SURABAYAPAGI.com, Surabaya - Baru-baru ini tersebar kabar dan foto seseorang yang matanya merah karena pembuluh darah di matanya pecah.

Dalam kabar yang disebar melalui pesan berantai dan media sosial itu, disebutkan bahwa pembuluh darah di mata ini pecah karena sering main ponsel.

Selaput mata yang memerah sering disebut sebagai subconjunctival bleeding. Keadaan ini tidak berbahaya, karena akan hilang sendirinya dalam waktu dua minggu.

Subconjunctival Bleeding

Selaput mata memerah ini biasanya disebabkan karena beberapa hal, di antaranya menggosok mata dengan sangat kencang, ada kelainan darah, mengonsumsi pengencer darah, bisa juga disebabkan bersin atau batuk yang terlalu kencang.
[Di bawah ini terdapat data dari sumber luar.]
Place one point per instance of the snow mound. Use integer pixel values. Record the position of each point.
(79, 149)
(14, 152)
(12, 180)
Jadi, kabar yang tersebar itu adalah hoaks atau tidak benar.

Lalu Apakah Kita Boleh Sering-Sering Main Ponsel?

Meski tidak sampai membuat pembuluh darah di mata pecah, main ponsel tetap harus dibatasi.

Sering main ponsel bisa menyebabkan gangguan pada mata, seperti mata lelah dan kering. Pada anak-anak seperti kita, bisa menyebabkan rabun jauh atau menambah ukuran minus mata.

Nah, untuk menghindari gangguan mata, kita disarankan berhenti main ponsel jika mata terasa panas atau kepala terasa pusing. Sebaiknya simpan dulu ponsel atau gadgetmu, ya!